Big question coming in next post.
You are normally reasonable Dave so I want you to help me answer your own question. To what extent can politicians blame previous and external factors for what happens on their watch? Obviously Labour cannot legitimately blame a “Global Financial Crisis started in America” because it wasn’t global, it didn’t hit Canada and quite a few other robust economies. Likewise Cameron and Osborne cannot blame the eurozone for their troubles. Likewise I think the point has passed where they can blame the last labour government – if such a point ever existed, because they agreed with all labours policies! Ie high spending, no bank reform, no bubble popping, and finally bailouts.
So yes if it had happened on Camerons watch (and it would have) then I would blame him and I would still blame socialism.

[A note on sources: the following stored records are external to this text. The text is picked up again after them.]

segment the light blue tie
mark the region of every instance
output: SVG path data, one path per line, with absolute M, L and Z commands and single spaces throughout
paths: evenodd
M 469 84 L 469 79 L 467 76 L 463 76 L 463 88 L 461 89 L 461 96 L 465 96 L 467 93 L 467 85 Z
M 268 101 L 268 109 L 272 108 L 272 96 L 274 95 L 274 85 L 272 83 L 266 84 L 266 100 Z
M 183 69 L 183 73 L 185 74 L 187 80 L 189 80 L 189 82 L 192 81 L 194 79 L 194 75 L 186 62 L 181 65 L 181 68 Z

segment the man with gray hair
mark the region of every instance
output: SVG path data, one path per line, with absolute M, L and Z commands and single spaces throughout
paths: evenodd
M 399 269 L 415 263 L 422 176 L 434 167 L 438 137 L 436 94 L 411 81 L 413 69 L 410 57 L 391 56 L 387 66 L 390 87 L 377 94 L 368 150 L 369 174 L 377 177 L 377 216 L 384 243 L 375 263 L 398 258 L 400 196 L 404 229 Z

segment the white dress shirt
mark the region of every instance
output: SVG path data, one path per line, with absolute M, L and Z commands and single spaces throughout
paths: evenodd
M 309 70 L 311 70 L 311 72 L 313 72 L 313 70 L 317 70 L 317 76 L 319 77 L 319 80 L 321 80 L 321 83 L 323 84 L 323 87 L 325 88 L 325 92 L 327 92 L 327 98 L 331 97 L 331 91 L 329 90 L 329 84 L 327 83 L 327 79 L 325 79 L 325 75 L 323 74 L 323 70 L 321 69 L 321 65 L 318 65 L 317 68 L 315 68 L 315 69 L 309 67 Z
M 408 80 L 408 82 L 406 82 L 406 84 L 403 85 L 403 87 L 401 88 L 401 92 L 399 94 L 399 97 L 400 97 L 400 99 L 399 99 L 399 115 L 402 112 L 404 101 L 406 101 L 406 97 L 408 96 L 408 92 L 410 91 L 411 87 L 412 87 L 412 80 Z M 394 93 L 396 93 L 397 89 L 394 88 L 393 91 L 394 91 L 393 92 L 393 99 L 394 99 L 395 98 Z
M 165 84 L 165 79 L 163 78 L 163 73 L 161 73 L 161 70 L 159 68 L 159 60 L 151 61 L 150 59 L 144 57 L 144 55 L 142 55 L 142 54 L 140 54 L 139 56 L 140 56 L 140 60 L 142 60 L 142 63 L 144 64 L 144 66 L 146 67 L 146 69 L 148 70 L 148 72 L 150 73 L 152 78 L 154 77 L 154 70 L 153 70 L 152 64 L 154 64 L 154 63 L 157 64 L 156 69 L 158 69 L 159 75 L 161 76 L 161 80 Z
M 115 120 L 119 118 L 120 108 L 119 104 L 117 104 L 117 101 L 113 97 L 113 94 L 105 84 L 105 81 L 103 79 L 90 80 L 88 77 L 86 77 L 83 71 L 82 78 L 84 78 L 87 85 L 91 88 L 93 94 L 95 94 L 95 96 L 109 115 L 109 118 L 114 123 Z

To be more accurate I would blame that worst of both worlds we have – pure capitalism or pure socialism would not have had such a crisis, ie if we had enough regulation, or conversely no regulation.
But lets take it further – can Thatcher blame the recession she got on James Callaghan and the Labour govt 74-79, can she blame the unemployment on them? No that would be ridiculous wouldn’t it – she could have taken actions that would have caused reform but without all the unemployment – Reagan managed it, she didn’t, hence I hate it when people put the two side by side.
Therefore I think it is quite quite mad for people to be in power for 13 years here, starting almost 7-9 years after Thatcher and Reagan were out of power, and then blame their problems on Thatcher and Reagan!
The great thing about this crash was the “right” were in charge in America and the “left” here so all the things they would both like to say about each other are moot. People cannot call George Bush an idiot without calling Barack Obama and George Bush idiots too, as all 3 followed the exact same policies, and Cam would have too given the choice.
Sorry about late reply – been having a problem getting on this blog.
‘Can Thatcher blame the recession she got on James Callaghan and the Labour govt 74-79, can she blame the unemployment on them?’
Certainly she could if it was true. It wasn’t though – the recession of 1980-81 was caused by her policies. The only question in my mind is to what extent it was deliberate. I think – like engineering the 1984 Miners’ Strike using Nick Ridley’s proposals of 1978 – it was a deliberate policy, part of her attack on the unions.
New Labour could blame its problems on Thatcher if it hadn’t adopted a lot of her policies. The trouble is Labour had to become New Labour to get itself elected, so a lot of it is down to us, the electorate. A lot of us are still entrenched in the neo-liberal orthodoxy that got us into our present mess in the first place. State control of the economy happened because unregulated capitalism made a mess of things periodically and especially in 1929 onwards. But a lot of us have forgotten that, or we never knew it in the first place. It sounds good though – ‘free’ enterprise, private ‘individualism’, ‘freedom’ of trade, ‘free enterprise’. I’ve no problem with state control if we control the state. The problem is when the state controls us. The trouble is that a lot of us let it.
Generally though I’m fed up listening to politicians of all shades lying with statistics, backed up by this or that partial think-tank or this or that pundit talking as if they know what they’re talking about. We have real problems and they need real solutions – not simple black and white solutions like the kind that UKIP proposes. There must be sensible, mature people about somewhere and I wish I could find them. It would be such a refreshing change from Kate’s morning sickness!